Na entrevista, Lula cobrou respeito às decisões da Justiça cubana sobre a prisão dos dissidentes – um dos quais, Orlando Zapata, morreu no final do mês passado devido a complicações de saúde provocadas também por uma greve de fome enquanto Lula visitava Cuba para se encontrar com o presidente Raúl Castro e seu irmão, o ex-líder Fidel.

"Temos que respeitar a determinação da Justiça e do governo cubanos, como quero que respeitem o Brasil", afirmou Lula.

Lula recordou que em seu tempo de líder sindical de oposição à ditadura militar, que governou o Brasil de 1964 a 1985, fez greves de fome e qualificou a prática como uma "insanidade".

"Gostaria que não ocorressem (detenções de presos políticos) mas não posso questionar as razões pelas quais Cuba os prendeu, como tampouco quero que Cuba questione as razões pelas quais há pessoas presas no Brasil", acrescentou.

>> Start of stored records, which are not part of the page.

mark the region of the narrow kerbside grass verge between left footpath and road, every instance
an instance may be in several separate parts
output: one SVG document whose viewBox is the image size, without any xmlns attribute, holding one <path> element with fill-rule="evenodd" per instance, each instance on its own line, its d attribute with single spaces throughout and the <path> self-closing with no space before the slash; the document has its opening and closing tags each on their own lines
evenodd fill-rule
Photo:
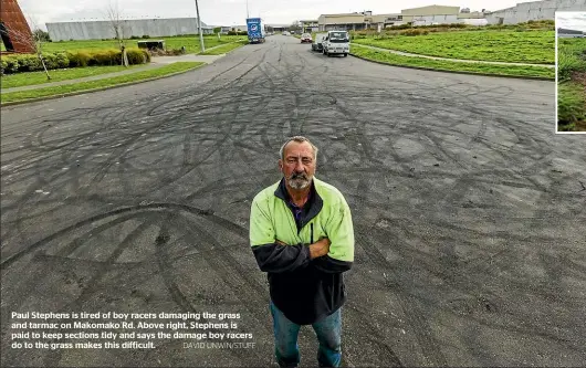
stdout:
<svg viewBox="0 0 586 368">
<path fill-rule="evenodd" d="M 11 92 L 4 93 L 1 95 L 2 104 L 9 102 L 25 101 L 31 98 L 48 97 L 48 96 L 59 96 L 62 94 L 67 94 L 72 92 L 80 92 L 86 90 L 94 90 L 101 87 L 115 86 L 123 83 L 136 82 L 140 80 L 148 80 L 157 76 L 165 76 L 168 74 L 188 71 L 195 67 L 198 67 L 205 63 L 198 62 L 177 62 L 168 64 L 158 69 L 136 72 L 133 74 L 115 76 L 111 78 L 82 82 L 75 84 L 61 85 L 55 87 L 39 88 L 32 91 L 22 91 L 22 92 Z"/>
</svg>

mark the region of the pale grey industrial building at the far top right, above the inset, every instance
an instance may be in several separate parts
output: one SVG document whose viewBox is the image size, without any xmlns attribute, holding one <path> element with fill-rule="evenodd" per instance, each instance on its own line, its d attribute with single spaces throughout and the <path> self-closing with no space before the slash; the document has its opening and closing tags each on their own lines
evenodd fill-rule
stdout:
<svg viewBox="0 0 586 368">
<path fill-rule="evenodd" d="M 556 11 L 586 11 L 586 0 L 543 0 L 521 2 L 486 14 L 489 24 L 516 24 L 530 20 L 555 20 Z"/>
</svg>

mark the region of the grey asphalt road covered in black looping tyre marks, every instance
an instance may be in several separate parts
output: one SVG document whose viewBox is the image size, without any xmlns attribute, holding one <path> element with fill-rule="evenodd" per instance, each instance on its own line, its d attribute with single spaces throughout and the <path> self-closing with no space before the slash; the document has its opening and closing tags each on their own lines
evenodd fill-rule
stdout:
<svg viewBox="0 0 586 368">
<path fill-rule="evenodd" d="M 353 211 L 346 365 L 586 361 L 586 137 L 554 134 L 554 83 L 326 57 L 272 36 L 1 118 L 2 366 L 273 365 L 248 217 L 297 134 Z M 240 341 L 255 346 L 12 349 L 10 314 L 33 311 L 240 313 L 237 330 L 253 335 Z"/>
</svg>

'Chantagem' – Fariñas, de 48 anos, começou o jejum voluntário no último dia 24 em sua casa exigindo a libertação de 24 prisioneiros com estado de saúde grave. O protesto começou um dia depois da morte do dissidente Orlando Zapata, vítima de uma greve de fome de 85 dias, que coincidiu com a visita de Lula à ilha. Na segunda-feira, o diário oficial Granma disse que a ação de Fariñas é uma chantagem inaceitável.

Reação – As explicações do presidente sobre os presos cubanos na entrevista concedida à Associated Press foram consideradas "oportunistas" e "incoerentes" por parlamentares das comissões de Relações Exteriores da Câmara e Senado e também pela Ordem dos Advogados do Brasil (OAB).

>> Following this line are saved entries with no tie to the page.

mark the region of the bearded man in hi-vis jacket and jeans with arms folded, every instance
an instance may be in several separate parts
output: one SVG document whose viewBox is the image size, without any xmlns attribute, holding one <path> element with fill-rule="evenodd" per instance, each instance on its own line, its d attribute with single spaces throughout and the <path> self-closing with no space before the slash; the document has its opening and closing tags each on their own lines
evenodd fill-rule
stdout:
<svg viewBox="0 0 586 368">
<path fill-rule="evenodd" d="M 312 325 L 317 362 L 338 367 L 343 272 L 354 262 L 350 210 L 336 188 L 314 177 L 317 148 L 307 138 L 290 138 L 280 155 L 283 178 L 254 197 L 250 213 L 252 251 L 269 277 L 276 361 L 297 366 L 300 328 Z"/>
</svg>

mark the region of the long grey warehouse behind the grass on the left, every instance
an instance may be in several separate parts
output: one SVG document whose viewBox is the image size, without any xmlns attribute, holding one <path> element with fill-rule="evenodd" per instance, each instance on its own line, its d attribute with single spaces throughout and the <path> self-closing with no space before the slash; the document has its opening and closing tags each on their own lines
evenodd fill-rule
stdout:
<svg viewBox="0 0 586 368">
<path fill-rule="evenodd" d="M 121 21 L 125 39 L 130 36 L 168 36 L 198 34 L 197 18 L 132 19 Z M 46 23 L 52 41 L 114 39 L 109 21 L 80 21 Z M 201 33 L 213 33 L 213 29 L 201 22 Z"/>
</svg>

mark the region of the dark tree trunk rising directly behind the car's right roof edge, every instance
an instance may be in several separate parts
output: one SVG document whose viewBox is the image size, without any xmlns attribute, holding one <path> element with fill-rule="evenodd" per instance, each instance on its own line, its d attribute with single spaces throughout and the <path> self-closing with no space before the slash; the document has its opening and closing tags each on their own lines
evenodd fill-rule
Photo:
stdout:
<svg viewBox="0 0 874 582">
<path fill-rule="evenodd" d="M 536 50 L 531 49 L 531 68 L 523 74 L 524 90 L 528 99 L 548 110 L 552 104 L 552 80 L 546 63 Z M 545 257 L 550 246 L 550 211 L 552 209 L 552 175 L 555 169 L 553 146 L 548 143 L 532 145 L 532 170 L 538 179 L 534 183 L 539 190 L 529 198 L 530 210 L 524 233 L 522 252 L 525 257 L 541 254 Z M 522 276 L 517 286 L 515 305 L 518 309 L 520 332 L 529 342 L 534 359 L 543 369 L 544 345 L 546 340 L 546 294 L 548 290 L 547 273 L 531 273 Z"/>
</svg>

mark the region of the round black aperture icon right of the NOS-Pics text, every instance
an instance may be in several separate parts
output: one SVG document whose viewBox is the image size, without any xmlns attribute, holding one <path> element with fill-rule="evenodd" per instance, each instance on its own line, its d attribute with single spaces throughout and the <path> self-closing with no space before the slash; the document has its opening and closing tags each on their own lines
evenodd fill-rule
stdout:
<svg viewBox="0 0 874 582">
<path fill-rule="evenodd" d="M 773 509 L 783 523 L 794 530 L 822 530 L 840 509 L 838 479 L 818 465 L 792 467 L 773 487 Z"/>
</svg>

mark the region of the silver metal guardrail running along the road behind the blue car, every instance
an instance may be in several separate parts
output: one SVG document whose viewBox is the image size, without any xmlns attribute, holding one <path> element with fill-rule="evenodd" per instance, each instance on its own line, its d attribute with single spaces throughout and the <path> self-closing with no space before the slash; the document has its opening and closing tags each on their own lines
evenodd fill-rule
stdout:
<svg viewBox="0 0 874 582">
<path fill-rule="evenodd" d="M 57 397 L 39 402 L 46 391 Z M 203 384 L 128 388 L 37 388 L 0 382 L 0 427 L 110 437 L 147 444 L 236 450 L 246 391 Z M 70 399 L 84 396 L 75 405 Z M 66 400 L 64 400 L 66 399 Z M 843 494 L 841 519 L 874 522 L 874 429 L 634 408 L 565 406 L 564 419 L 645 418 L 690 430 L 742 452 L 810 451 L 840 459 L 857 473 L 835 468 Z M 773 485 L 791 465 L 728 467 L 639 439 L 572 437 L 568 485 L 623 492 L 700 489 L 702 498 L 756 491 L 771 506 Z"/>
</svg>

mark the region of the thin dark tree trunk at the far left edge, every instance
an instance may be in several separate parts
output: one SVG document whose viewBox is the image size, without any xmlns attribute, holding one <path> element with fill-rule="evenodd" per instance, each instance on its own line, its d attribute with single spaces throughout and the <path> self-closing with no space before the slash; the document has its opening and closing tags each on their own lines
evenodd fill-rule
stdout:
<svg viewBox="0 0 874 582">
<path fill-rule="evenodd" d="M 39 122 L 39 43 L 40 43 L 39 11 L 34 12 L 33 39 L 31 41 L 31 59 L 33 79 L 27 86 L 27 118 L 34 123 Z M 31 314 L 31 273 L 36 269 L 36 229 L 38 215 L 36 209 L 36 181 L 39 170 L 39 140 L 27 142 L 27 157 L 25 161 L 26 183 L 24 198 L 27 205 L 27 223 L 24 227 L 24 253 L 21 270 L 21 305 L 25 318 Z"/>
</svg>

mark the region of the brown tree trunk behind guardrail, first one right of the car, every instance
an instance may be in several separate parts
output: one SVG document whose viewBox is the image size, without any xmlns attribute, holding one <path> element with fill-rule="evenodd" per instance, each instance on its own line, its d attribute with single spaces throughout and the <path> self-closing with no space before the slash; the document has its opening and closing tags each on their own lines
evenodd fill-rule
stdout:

Olhos fechados: em sua passagem por Cuba, Lula evitou tratar do caso de Orlando Zapata, que morreu.
Para o deputado Raul Jungmann (PPS-PE), Lula erra ao comparar os presos comuns dos presídios brasileiros com os detidos em Cuba por crimes políticos. "É mais do que oportunismo, é de um cinismo atroz. Jamais compare alhos com bugalhos. É preciso denunciar a situação caótica dos presídios brasileiros, mas também devemos ter coragem de condenar o tratamento aos presos cubanos", afirmou o deputado, integrante da Comissão de Relações Exteriores da Câmara.

O presidente da comissão, deputado Emanuel Fernandes (PSDB-SP), compartilhou do mesmo discurso. "O Brasil tem que ser contra a prisão política. Todo o esforço do País em ter uma política externa de relevo vai por água abaixo com esse discurso do presidente", afirmou. Segundo Fernandes, o tema pode ser discutido na primeira reunião da comissão, marcada para amanhã.

Jungmann criticou ainda a declaração em que Lula afirma que não vai se intrometer na legislação, muito menos na Justiça cubana. Segundo o deputado, Lula interveio em Honduras porque acreditava que o presidente deposto, Manuel Zelaya, sofrera um "golpe da direita". Mas no caso de Cuba, "uma ditadura de esquerda, Lula diz que não se intromete".

O presidente da Comissão de Relações Exteriores do Senado, senador Eduardo Azeredo (PSDB-MG), classificou de "incoerente" essa declaração de Lula sobre não intervenção. "Tivemos uma ação de interferência na Itália, quando ele não quis extraditar o terrorista Cesare Battisti. É uma posição ao sabor dos ventos", frisou o tucano. "Acredito que o presidente esteja sendo incoerente com o seu passado. Não é possível comparar preso político com criminoso comum", afirmou.

A posição dos parlamentares foi seguida pelo presidente da OAB nacional, Ophir Cavalcante. "É uma questão de viés ideológico. A leitura que o governo Lula faz do regime de Cuba é de que é um governo popular e socialista e estaria legitimado. Nossa sociedade tem outra formação que não condiz", afirmou.